The eating disorder nutritionist is more than an educator of scientific and nutritional facts. The emotional component of these complicated disorders requires a thorough understanding of the underlying issues as well as an ability to handle them as they impact the individual's recovery process. As a significant member of the eating disorder team, the nutritionist collaborates with other team members, facilitating the exchange of information to provide the most comprehensive standard of care.
Treating eating disorders requires unique education, training and interpersonal skills which are often not adequately taught in college or graduate school. Therefore, the nutritionist is often left to search for manuals, methods, and mentors to hopefully fill the gaps in education. The search is over. This book has it all and more.

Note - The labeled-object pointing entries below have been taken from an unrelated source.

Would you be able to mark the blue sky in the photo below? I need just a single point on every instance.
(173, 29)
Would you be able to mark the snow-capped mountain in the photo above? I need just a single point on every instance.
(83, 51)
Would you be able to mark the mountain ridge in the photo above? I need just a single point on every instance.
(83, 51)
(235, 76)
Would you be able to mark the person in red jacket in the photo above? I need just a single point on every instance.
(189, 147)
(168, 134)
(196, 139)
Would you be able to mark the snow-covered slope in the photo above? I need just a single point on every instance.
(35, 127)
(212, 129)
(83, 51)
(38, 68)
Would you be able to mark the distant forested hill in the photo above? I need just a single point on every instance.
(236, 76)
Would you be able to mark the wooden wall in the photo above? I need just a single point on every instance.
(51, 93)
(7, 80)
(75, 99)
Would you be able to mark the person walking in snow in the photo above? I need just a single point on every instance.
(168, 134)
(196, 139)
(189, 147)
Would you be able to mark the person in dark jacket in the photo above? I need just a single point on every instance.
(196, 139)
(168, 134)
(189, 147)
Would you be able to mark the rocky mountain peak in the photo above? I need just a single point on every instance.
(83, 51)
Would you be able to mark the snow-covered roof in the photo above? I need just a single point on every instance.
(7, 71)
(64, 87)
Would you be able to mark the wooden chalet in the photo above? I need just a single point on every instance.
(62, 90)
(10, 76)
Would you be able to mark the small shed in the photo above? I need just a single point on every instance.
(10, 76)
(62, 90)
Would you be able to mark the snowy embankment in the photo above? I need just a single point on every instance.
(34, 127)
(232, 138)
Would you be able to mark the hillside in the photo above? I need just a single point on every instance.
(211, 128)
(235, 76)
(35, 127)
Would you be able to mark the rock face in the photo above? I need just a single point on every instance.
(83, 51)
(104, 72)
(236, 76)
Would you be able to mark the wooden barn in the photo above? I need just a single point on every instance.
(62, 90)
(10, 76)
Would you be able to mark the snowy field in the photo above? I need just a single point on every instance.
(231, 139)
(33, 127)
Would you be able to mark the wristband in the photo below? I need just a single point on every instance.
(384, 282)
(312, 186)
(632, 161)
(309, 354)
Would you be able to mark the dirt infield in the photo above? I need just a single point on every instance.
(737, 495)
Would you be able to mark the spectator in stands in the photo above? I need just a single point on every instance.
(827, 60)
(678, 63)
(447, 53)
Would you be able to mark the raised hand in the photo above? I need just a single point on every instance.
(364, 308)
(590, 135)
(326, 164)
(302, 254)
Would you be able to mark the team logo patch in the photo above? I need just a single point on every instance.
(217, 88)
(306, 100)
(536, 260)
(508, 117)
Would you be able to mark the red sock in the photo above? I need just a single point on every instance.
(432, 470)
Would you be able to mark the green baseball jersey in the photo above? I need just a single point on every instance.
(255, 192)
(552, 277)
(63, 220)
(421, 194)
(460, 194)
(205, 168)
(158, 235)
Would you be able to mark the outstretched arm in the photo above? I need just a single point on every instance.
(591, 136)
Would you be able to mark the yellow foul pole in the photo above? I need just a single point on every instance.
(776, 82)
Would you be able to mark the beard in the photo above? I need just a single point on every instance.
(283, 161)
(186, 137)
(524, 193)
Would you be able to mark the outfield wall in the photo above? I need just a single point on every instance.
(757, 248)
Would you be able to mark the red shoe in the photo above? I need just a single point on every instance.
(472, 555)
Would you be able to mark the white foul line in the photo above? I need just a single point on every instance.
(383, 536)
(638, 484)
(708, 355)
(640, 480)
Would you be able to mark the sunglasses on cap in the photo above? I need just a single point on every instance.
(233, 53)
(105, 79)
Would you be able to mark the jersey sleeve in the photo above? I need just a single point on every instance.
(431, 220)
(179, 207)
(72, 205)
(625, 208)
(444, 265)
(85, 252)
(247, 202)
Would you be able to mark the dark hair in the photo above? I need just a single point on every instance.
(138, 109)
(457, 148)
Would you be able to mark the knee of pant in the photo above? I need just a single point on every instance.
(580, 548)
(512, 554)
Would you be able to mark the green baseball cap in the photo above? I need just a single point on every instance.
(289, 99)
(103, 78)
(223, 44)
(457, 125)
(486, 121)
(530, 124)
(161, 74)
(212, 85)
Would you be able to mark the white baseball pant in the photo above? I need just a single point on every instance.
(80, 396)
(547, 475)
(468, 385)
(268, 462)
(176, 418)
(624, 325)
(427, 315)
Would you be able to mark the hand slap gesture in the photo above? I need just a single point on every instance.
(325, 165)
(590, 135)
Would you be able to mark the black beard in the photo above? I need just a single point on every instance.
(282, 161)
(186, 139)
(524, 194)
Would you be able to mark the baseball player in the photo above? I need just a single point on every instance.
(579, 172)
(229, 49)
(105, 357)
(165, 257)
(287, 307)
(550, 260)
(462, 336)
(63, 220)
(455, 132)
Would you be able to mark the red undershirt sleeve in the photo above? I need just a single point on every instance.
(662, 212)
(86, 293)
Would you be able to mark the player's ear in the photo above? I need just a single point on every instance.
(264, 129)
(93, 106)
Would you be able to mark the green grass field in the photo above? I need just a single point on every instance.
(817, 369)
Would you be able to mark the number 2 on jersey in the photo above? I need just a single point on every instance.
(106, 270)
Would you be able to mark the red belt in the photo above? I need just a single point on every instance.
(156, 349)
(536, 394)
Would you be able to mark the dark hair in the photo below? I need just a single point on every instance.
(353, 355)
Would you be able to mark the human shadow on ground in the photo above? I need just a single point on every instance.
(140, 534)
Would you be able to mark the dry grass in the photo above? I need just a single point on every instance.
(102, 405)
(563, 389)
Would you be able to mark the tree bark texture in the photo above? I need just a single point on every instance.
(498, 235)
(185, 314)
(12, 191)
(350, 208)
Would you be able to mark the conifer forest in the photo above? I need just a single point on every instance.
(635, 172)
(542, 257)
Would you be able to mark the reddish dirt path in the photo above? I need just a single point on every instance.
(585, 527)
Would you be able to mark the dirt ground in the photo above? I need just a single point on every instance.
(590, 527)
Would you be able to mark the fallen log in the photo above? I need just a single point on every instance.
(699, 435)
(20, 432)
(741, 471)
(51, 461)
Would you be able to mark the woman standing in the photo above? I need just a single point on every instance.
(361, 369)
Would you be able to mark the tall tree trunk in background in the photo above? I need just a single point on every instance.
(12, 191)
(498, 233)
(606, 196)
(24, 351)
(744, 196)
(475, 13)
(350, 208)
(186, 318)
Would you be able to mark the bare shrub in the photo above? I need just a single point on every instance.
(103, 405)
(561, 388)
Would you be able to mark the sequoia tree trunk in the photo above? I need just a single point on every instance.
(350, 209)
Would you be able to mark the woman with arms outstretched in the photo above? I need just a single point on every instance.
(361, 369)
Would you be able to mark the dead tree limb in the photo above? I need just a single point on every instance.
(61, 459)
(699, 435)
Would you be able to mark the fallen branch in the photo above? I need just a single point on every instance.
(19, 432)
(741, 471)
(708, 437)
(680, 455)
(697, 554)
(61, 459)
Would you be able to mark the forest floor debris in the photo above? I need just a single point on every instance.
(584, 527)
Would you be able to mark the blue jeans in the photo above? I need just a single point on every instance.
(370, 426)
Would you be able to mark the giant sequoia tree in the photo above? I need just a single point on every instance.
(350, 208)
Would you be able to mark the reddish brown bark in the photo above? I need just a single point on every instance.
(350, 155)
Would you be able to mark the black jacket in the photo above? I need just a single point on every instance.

Doing What Works is filled with critical information presented in a clear, empathetic manner while also covering all aspects of the integrative system for the treatment of eating disorders. It's a must read for any nutritionist working in the field of eating disorders because it finally is what really works.
Highly, Highly Recommended"

 

From graduate students

"What a delightful surprise that a professional book about treatment could be so engaging and actually fun to read. I found that it had such flow and was so interestingly written that I didn't want to put it down."

"The information is wonderful...clearly a never been written addition to the field. I am engaged and enlightened."